The lowly SecureConfig class's lot in life is to be subclassed by other objects. But it can still be somewhat useful.

SecureConfig stores data in serialized dictionaries, which are then encrypted as a whole and stored as an undecipherable blob of information. The data can only be read and recovered by supplying the private key that it was encrypted with.

SecureConfig provides a .cfg dictionary for raw access. It also provides many ConfigParser style interactions (see class docstring), including .get and .set methods. This works as long as your data is at least 2-dimensional.

You can still use SecureConfig with 1-dimensional data (i.e. flat dictionary of key=value pairs); you just can't use the ConfigParser style interactions.

Below is demonstrated the non-ConfigParser style of interacting with SecureConfig data.

Basic Usage (CHANGED SINCE 0.1.0):

from secureconfig import SecureConfig

config = SecureConfig.from_file('.keys/aes_key', filepath='/path/to/serialized.enc')

cfg = config.cfg

username = cfg['username']
password = cfg['password']

connection = GetSomeConnection(username, password)

SecureString

"RAM security is haaaard" --Noah Kantrowitz, https://twitter.com/kantrn/status/461654722558963712

SecureString is a subclass of the string object with one modification: when deleted and garbage-collected by python, or when its .burn() function is called, which explicitly zeroes out the data.

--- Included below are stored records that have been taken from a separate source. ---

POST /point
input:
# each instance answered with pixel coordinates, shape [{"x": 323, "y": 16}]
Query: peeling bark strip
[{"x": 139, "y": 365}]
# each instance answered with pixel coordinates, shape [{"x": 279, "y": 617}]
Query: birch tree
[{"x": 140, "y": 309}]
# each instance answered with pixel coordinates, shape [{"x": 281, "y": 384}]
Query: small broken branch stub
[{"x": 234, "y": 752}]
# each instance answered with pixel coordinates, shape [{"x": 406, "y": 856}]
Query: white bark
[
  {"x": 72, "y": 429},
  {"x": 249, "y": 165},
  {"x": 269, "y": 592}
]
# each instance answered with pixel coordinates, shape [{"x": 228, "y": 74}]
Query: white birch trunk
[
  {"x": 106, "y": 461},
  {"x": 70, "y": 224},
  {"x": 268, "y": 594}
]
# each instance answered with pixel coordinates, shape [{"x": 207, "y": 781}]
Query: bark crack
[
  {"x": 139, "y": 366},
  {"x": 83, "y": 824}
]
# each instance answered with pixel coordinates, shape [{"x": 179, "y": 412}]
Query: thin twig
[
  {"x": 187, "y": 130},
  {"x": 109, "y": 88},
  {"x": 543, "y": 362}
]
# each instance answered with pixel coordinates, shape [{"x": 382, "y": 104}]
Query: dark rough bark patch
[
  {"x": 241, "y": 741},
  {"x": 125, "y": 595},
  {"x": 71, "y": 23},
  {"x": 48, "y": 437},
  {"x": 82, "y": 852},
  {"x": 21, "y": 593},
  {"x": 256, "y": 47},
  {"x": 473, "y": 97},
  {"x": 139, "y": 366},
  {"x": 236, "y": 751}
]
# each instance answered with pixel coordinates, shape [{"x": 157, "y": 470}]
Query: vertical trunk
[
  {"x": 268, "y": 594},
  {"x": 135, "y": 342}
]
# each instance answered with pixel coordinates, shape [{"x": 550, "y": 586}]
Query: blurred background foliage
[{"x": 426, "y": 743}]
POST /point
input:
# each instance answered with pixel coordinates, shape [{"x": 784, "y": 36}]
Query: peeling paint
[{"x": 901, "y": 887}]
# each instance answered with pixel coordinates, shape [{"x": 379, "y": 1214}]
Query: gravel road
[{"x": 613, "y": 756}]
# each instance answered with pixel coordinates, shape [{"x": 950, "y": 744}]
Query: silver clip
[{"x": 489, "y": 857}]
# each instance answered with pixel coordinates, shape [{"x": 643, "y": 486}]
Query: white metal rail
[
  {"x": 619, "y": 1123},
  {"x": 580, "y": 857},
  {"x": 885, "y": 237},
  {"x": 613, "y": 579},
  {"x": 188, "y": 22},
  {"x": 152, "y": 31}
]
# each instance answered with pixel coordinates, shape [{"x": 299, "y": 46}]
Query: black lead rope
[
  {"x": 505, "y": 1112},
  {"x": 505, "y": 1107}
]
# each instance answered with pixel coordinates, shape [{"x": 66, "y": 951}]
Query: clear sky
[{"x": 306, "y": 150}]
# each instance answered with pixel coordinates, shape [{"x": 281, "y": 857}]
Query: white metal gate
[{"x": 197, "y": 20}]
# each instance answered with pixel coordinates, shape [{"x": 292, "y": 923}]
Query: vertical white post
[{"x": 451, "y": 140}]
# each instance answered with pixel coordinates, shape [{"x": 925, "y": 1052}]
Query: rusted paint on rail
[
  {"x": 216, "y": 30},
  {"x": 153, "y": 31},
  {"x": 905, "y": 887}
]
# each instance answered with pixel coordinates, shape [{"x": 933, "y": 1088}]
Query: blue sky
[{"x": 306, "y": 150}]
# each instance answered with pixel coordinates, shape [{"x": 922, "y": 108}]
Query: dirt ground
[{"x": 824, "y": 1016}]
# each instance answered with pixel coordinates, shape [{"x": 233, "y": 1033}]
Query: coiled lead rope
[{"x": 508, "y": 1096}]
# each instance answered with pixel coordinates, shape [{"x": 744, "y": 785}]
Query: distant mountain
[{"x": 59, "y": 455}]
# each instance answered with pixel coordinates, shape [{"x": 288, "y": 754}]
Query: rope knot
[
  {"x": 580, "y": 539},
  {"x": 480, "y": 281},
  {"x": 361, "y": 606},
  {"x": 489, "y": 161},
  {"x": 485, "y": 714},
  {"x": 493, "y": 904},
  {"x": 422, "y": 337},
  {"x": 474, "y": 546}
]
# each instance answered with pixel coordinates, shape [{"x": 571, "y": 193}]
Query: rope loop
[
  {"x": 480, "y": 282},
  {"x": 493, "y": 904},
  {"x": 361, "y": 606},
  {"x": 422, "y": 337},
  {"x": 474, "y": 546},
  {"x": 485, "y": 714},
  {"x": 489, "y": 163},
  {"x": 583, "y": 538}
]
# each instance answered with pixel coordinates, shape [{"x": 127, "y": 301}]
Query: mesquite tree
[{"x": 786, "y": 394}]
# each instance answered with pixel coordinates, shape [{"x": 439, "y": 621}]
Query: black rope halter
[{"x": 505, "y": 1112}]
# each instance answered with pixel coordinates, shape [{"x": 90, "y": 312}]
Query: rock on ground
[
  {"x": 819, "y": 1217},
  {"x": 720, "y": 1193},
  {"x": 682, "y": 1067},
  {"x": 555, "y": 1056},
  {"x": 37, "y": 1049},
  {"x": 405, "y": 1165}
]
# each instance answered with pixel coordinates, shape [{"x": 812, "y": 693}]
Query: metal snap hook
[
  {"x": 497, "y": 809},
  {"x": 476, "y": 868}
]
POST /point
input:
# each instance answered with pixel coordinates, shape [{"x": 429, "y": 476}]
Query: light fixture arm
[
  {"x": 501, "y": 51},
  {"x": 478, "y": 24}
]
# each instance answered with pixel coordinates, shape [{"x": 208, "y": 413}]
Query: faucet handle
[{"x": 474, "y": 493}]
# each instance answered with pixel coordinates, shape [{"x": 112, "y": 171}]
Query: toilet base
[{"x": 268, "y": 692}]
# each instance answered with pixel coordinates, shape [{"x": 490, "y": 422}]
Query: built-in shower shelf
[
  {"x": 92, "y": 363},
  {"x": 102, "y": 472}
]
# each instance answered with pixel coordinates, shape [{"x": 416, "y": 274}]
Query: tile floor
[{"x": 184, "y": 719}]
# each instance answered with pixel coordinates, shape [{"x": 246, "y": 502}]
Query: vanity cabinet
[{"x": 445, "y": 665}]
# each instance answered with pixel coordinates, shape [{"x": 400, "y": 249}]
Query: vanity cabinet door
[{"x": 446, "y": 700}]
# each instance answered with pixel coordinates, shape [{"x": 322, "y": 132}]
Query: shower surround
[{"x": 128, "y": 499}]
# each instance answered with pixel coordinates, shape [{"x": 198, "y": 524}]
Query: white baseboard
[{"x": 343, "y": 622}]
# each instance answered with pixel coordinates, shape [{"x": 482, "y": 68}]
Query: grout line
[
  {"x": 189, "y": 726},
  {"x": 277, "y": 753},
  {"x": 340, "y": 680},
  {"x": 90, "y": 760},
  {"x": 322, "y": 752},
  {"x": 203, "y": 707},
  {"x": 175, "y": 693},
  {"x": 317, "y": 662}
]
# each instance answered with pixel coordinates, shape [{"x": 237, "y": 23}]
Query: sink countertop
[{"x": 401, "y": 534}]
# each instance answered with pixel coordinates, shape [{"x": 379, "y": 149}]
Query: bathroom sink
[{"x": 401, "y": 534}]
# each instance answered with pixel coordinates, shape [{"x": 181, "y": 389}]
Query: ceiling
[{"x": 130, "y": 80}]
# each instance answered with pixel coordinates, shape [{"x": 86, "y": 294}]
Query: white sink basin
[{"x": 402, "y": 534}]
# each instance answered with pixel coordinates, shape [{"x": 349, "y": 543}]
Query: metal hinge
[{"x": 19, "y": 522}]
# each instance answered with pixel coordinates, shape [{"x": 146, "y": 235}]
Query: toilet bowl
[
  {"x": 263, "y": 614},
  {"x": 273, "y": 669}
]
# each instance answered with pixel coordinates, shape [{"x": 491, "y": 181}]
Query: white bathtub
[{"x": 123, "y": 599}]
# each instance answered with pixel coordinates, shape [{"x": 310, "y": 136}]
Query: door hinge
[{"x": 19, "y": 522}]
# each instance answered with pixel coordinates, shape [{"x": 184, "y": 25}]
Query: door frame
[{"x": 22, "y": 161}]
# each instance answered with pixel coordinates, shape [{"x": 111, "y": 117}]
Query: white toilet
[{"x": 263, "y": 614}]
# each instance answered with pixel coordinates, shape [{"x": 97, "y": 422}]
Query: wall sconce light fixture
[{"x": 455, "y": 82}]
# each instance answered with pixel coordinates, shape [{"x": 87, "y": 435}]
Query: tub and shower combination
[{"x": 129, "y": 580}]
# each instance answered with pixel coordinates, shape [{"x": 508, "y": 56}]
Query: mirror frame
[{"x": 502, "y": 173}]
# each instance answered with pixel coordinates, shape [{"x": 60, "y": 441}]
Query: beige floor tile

Now this documentation must spend due time convincing you why it is not "secure".

Python generally tries to create references to 'payload' data in memory rather than copy payloads whenever possible, but in those and other scenarios, you may wind up having string data copied into other locations, and SecureString won't have any idea.

In a "tight" scenario, e.g. where SecureString could be used to receive the password and then immediately be "burned after reading", SecureString can be trusted to zero out the string data completely. Outside of these strict scenarios, a number of circumstances will create copies of your sensitive data in memory, such as concatenation of strings and use of the comparison operator on strings held in lists.

You must also keep in mind that, even if you del(secure_string) and explicitly run gc.collect(), your string will still be in memory if there are still references to that string lying around in other objects.

Also, if your python program does not complete gracefully, garbage collection may not run completely or at all, so SecureString memory will not be wiped. If you want to insert gc.collect() statements to proactively scrape these strings, that is an option, but there can be performance drawbacks to aggressively running garbage collection operations.

Finally, different python interpreters handle memory differently, and SecureConfig hasn't yet been tested on more than just the standard python interpreter and the ipython interpreter.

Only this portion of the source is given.